La lettre de l'immobilier

Février 2018

Destination et usage : des acceptions juridiques et fiscales similaires … ou divergentes

Publié le 9 février 2018 à 14h53

François Lacroix

«Destination» et «usage» sont des mots riches de sens, communs ou différents, selon les domaines juridiques, comptables et fiscaux dans lesquels ils sont employés.

Par François Lacroix, avocat associé en fiscalité. Il intervient plus particulièrement dans les secteurs de la fiscalité immobilière, des services publics, des entreprises et des personnes morales publiques ou privées non lucratives. francois.lacroix@cms-fl.com

Dès à présent, précisons que la «destination» urbanistique et l’«usage» réglementaire d’un immeuble sont sans rapport avec l’intention comptable et fiscale de l’entreprise propriétaire, de le revendre ou de l’utiliser durablement : réglementairement, les «destinations» (et les «sous-destinations») d’un immeuble renvoient à la fonction (notamment, d’habitation, de commerce et d’activités de service, d’industrie, d’intérêt collectif ou d’exploitation agricole), pour l’exercice de laquelle l’immeuble est conçu, tandis que son «usage» traduit la nature de son utilisation effective (notamment, d’habitation). Informés de ces évènements réglementaires, comptables et fiscalistes devront déterminer s’ils doivent en tirer les conséquences, ou au contraire les ignorer.

Par exemple, en revenus fonciers, l’«habitation» est différemment définie : prenons un immeuble d’habitation transformé en bureaux, puis à réaffecté à l’habitation moyennant travaux d’amélioration.

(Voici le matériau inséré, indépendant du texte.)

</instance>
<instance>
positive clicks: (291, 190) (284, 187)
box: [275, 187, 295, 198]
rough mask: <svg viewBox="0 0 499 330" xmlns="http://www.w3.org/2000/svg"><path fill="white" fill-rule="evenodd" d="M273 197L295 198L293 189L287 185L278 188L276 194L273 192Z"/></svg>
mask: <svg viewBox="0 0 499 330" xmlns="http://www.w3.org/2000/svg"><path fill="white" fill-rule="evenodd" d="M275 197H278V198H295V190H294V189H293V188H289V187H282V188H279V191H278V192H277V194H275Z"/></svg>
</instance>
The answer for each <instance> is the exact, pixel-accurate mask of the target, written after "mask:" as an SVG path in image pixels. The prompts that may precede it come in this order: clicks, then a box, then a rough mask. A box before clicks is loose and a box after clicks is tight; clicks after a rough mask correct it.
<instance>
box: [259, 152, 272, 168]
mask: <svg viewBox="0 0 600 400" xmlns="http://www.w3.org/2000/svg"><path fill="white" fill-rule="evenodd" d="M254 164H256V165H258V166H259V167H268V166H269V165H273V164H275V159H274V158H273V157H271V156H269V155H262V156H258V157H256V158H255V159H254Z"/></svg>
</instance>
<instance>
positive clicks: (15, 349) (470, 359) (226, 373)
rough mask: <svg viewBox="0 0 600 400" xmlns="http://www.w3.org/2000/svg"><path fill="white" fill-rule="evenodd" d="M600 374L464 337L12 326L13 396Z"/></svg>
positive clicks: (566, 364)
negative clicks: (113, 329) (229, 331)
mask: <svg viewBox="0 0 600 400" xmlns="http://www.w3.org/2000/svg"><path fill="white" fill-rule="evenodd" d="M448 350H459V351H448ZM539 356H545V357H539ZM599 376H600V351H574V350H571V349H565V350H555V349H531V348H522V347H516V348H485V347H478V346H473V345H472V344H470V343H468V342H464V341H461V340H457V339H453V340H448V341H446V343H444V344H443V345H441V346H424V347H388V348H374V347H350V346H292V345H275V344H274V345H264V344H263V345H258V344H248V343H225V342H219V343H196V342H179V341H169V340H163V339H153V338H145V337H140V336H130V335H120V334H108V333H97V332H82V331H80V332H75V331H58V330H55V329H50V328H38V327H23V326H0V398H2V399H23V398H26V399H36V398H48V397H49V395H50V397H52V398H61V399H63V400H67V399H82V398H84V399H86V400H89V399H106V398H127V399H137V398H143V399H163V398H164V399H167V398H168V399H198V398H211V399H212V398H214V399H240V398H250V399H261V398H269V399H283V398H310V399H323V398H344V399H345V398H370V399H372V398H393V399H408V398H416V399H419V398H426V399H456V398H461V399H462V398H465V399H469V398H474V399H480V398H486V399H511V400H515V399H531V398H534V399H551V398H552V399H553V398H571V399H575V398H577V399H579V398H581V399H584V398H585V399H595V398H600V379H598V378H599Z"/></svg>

Alors que cette situation caractérise, réglementairement, deux changements de destination et d’usage successifs, tout autre sera l’analyse en revenus fonciers, où, pour qualifier les dépenses déductibles (essentiellement, celles effectuées sur les seuls immeubles d’habitation), le propriétaire loueur pourra ignorer la période de location à titre de bureaux, pour invoquer l’affectation originelle de l’immeuble à l’habitation, et déduire ainsi les dépenses d’amélioration des travaux permettant à l’immeuble de recouvrer son affectation initiale.

Quant aux immeubles possédés par des entreprises, leur changement de «destination» ou de «sous-destination» pourra avoir pour corollaire, comptable et fiscal, en cas d’exploitation directe par le propriétaire, un changement de l’activité y exercée, pouvant induire une cessation fiscale d’entreprise, totale ou partielle (dont les effets atteignent parfois ceux d’une dissolution fiscale, tels notamment que la non-valeur d’éventuels déficits).

En tout état de cause, comptablement et fiscalement, le changement de la «destination» d’un immeuble pourra parfois significativement modifier l’utilisation prévue pour cet immeuble, affectant la durée et/ou le rythme de consommation des avantages attendus de lui et justifiant alors, comptablement et fiscalement, une révision prospective de son plan d’amortissement. Il en serait tout particulièrement ainsi dès lors que le changement de destination conduirait le propriétaire à devenir, ou à cesser d’être, l’exploitant direct de l’immeuble, car le critère de valeur d’usage retenu par un propriétaire exploitant peut sensiblement différer de celui de valeur vénale propre à un propriétaire loueur.

Enfin, soulignons la «double peine» fiscale susceptible d’affecter le propriétaire d’un immeuble jusqu’alors occupé à titre d’habitation qui souhaiterait le louer meublé «de manière répétée pour de courtes durées à une clientèle de passage qui n’y élit pas domicile» (Code de la construction et de l’habitation, article L.631-7), s’il venait à oublier que ce changement d’usage aurait dû être préalablement autorisé. Un tel oubli pourrait être en effet sanctionné notamment par une ordonnance de retour à l’usage d’habitation du local transformé sans autorisation, sous astreinte pouvant atteindre 1 000 euros par jour et par mètre carré utile de ce local. Or, dans la situation voisine d’un propriétaire n’ayant pas exécuté l’arrêt ayant prononcé la démolition d’une construction irrégulièrement édifiée, le Conseil d’État a jugé (CE, 20 juin 2012, n° 342714) qu’une astreinte similaire était fiscalement non déductible de son résultat fiscal.